# Gluing rubber to rubber



## TxHomeowner (Jun 10, 2016)

Not really the best place for this question but did not know where it belonged.

I intend to glue very realistic dark brown rubber mulch to EDPM pond liner (above water) along our garden ponds shore.  Preferably, I would like to roll on the adhesive.  I need to know the best adhesive to use.  I assume it will be some type of roofing sealant or adhesive.

Thanks in advance.


----------



## oldognewtrick (Jun 11, 2016)

Go to any roofing supply house and get a bucket of epdm adhesive. You have to coat both surfaces, let it flash (dry to touch), then mate the surfaces. Not sure how well the mulch will bond to the liner though.


----------



## TxHomeowner (Jun 11, 2016)

Thank you for you reply yet coating the mulch, because it is mulch, is not practical.  Is there a silicone roof product that would allow me to spread the mulch over it then gently press?


----------



## kok328 (Jun 11, 2016)

If your staying above water then silicone will work.


----------



## Sparky617 (Jun 11, 2016)

Personally, I'd go with rock around the perimeter of the pond.


----------



## oldognewtrick (Jun 11, 2016)

Sparky617 said:


> Personally, I'd go with rock around the perimeter of the pond.

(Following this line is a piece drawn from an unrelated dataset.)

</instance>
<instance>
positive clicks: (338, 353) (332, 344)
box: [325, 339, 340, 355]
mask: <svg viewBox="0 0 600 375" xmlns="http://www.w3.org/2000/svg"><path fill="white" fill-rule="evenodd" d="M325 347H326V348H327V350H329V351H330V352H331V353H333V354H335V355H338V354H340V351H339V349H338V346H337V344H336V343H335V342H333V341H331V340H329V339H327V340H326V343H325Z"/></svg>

:agree: it will lend to a more natural look. Just my:2cents:


----------



## frodo (Jun 13, 2016)

i have built 3 ponds with this liner,  have never had a problem with any of them,   you can shape the pond any shape you choose

 spread the adhesive on the material,  when it gets tacky,  cover in sand
let it sit. then brush away the excess sand,  the liner is camouflaged with the sand.


----------



## TxHomeowner (Jun 13, 2016)

frodo said:


> i have built 3 ponds with this liner,  have never had a problem with any of them,   you can shape the pond any shape you choose
> 
> spread the adhesive on the material,  when it gets tacky,  cover in sand
> let it sit. then brush away the excess sand,  the liner is camouflaged with the sand.



That's great!  I've seen that material many times.  While your material is PVC mine is EDPM.  Wondering if your referenced adhesive works on EDPM?


----------



## frodo (Jun 13, 2016)

http://www.firestonebpe.com/en/roofing/rubbergard-epdm/products/accessories/adhesives

http://www.thefishtender.com/rocktorubber.html


----------



## oldognewtrick (Jun 13, 2016)

EPDM, will fail at the seams if they are under water. The glue joint is the weakest link. EPDM is not a good material to use if you plan on having fish.


----------



## TxHomeowner (Jun 13, 2016)

oldognewtrick said:


> EPDM, will fail at the seams if they are under water. The glue joint is the weakest link. EPDM is not a good material to use if you plan on having fish.



There are no seems underwater.  Please read my original post.  Thanks


----------